Thursday 1 June 2017

Reasons For Closure Of Rhino Lining Williston ND

By Eric Williams


The Rhino Lining firm based in North Dakota was a chain retailer that provided a variety of spray-on protective paints for trucks, trailers beds among others. It was however recently closed. Closure of a Rhino Lining Williston ND is due to a wide range of reasons as listed below.

High production cost. This is when the firm incurs very high costs. Due to competition from other firms, maybe bigger ones that enjoy economies of scale, they are unable to set a price that is lieu to the price that has been used to make the product. This in turn leads to major if not grave loses for the business. Continuous loses led to closure of the enterprise.

Inadequate raw materials in the area. This may be a big deal to that firm as inadequate raw materials is directly proportional to the rate at which products reach the market. A long time before this happens only means that the clients will look for different places in order to satisfy their wants.

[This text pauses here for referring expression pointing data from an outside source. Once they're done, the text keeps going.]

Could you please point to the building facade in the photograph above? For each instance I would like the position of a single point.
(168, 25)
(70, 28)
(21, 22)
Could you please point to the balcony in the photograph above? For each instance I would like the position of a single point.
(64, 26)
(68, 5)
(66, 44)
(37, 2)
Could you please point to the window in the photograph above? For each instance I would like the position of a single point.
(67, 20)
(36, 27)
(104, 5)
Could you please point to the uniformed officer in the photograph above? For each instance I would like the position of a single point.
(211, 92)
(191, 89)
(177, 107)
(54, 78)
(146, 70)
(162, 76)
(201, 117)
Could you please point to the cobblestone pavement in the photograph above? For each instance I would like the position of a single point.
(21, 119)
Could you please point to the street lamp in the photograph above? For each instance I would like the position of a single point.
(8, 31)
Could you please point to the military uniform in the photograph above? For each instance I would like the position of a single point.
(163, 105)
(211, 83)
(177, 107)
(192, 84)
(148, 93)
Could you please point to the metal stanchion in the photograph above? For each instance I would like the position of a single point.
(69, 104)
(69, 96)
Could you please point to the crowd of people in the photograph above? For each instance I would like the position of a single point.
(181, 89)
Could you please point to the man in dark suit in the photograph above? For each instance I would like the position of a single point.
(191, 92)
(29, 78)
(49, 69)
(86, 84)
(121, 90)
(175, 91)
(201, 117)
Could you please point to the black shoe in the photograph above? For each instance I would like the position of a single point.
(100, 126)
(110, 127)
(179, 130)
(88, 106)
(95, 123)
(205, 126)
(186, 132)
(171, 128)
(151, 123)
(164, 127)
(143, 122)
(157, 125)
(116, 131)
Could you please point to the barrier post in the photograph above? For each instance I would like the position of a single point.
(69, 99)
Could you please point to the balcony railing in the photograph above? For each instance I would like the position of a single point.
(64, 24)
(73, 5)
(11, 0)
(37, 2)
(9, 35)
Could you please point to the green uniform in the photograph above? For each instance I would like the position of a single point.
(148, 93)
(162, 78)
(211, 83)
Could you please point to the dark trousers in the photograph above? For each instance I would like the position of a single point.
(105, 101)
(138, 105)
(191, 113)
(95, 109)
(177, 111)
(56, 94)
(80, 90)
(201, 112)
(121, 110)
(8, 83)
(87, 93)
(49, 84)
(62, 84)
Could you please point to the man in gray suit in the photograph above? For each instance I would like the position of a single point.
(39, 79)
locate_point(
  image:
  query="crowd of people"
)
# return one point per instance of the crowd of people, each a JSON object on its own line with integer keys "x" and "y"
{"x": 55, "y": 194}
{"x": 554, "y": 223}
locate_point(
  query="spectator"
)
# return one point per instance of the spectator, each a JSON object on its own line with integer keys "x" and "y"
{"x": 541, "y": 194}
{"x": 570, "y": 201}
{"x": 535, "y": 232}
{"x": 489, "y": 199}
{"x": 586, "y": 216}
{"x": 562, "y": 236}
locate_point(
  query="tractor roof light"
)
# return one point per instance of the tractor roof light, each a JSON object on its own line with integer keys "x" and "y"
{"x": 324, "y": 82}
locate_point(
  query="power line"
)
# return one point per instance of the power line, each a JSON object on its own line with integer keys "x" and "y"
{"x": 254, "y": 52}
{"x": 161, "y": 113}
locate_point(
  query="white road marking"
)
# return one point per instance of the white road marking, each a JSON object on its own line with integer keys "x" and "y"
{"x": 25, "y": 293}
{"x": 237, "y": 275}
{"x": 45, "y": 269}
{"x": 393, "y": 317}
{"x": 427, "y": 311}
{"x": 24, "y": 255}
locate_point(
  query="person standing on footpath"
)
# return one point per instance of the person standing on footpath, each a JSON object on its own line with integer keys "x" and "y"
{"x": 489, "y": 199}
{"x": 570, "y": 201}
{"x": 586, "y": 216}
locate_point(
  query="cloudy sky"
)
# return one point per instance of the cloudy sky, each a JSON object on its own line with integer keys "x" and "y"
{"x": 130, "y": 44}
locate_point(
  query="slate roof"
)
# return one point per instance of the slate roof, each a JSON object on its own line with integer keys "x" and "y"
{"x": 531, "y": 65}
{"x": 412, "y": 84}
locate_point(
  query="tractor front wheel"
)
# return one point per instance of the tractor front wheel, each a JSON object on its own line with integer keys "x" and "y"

Inadequate skilled human labour. To run a business effectively one needs a labour force that is professionally trained to perform the different duties delegated to them. When your human labour cannot handle the tasks that they are allocated, the firm ends up employing people who will do the job part time. This will cost more as they have to be paid. This is a financial loss to the entity.

High overhead costs as compared to ploughed back profits. When the cost of production is higher than what a firm is getting after the sale means that the entity is not profitable. More often than not the firms end up loaning money that they cannot be able to payback. This is a major drawback and may lead to the closure if the business.

A non-profitable enterprise. This is the most obvious and key indicator that the entity is not doing well. When a company does not incur profits or incurs mediocre kind of profits, it becomes a burden to those that own it. They may choose to have a pool of funds where all owners contribute something to increase the capital base or close down the organization.

Inadequate market and stiff competition are to deadly factors that go hand in hand. Inadequate market to start with, causes the entity to have too many old products whose value get depleted over time hence are sold at a throw away price that does not match up the cost of production. Stiff competition may call for desperate measures in an attempt to put other firms out of market. This is tragic as the money the company amasses is not anywhere in close range with the amount that was used to produce the goods.

Unfavourable government policies. When the government in place sets up many strict rules pertaining the line of business that you are in, you end up spending so much on legal papers instead of investing the money in the entity.